One thing that seems dumb about the NYT case that I haven't seen much talk about is that they argue that ChatGPT is a competitor and it's use of copyrighted work will take away NYTs business. This is one of the elements they need on their side to counter OpenAIs fiar use defense. But it just strikes me as dumb on its face. You go to the NYT to find out what's happening right now, in the present. You don't go to the NYT to find general information about the past or fixed concepts. You use ChatGPT the opposite way, it can tell you about the past (accuracy aside) and it can tell you about general concepts, but it can't tell you about what's going on in the present (except by doing a web search, which my understanding is not a part of this lawsuit). I feel pretty confident in saying that there's not one human on earth that was a regular new York times reader who said "well i don't need this anymore since now I have ChatGPT". The use cases just do not overlap at all.
OpenAI has publicly responded to a copyright lawsuit by The New York Times, calling the case “without merit” and saying it still hoped for a partnership with the media outlet.
OpenAI claims it’s attempted to reduce regurgitation from its large language models and that the Times refused to share examples of this reproduction before filing the lawsuit.
It said the verbatim examples “appear to be from year-old articles that have proliferated on multiple third-party websites.” The company did admit that it took down a ChatGPT feature, called Browse, that unintentionally reproduced content.
However, the company maintained its long-standing position that in order for AI models to learn and solve new problems, they need access to “the enormous aggregate of human knowledge.” It reiterated that while it respects the legal right to own copyrighted works — and has offered opt-outs to training data inclusion — it believes training AI models with data from the internet falls under fair use rules that allow for repurposing copyrighted works.
The company announced website owners could start blocking its web crawlers from accessing their data on August 2023, nearly a year after it launched ChatGPT.
The company recently made a similar argument to the UK House of Lords, claiming no AI system like ChatGPT can be built without access to copyrighted content.
The original article contains 364 words, the summary contains 217 words. Saved 40%. I'm a bot and I'm open source!
Christ this is a boring fucking debate. One side thinks companies like OpenAI are obviously stealing and feels no need to justify their position, instead painting anyone who disagrees as pro-theft.

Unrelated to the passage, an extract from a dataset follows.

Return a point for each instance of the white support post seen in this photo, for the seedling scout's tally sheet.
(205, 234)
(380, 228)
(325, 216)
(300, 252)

The advances in LLMs and Diffusion models over the past couple of years are remarkable technological achievements that should be celebrated. We shouldn't be stifling scientific progress in the name of protecting intellectual property, we should be keen to develop the next generation of systems that mitigate hallucination and achieve new capabilities, such as is proposed in Yann Lecun's Autonomous Machine Intelligence concept.
I can sorta sympathise with those whose work is "stolen" for use as training data, but really whatever you put online in any form is fair game to be consumed by any kind of crawler or surveillance system, so if you don't want that then don't put your shit in the street. This "right" to be omitted from training datasets directly conflicts with our ability to progress a new frontier of science.
The actual problem is that all this work is undertaken by a cartel of companies with a stranglehold on compute power and resources to crawl and clean all that data. As with all natural monopolies (transportation, utilities, etc.) it should be undertaken for the public good, in such as way that we can all benefit from the profits.
And the millionth argument quibbling about whether LLMs are "truly intelligent" is a totally orthogonal philosophical tangent.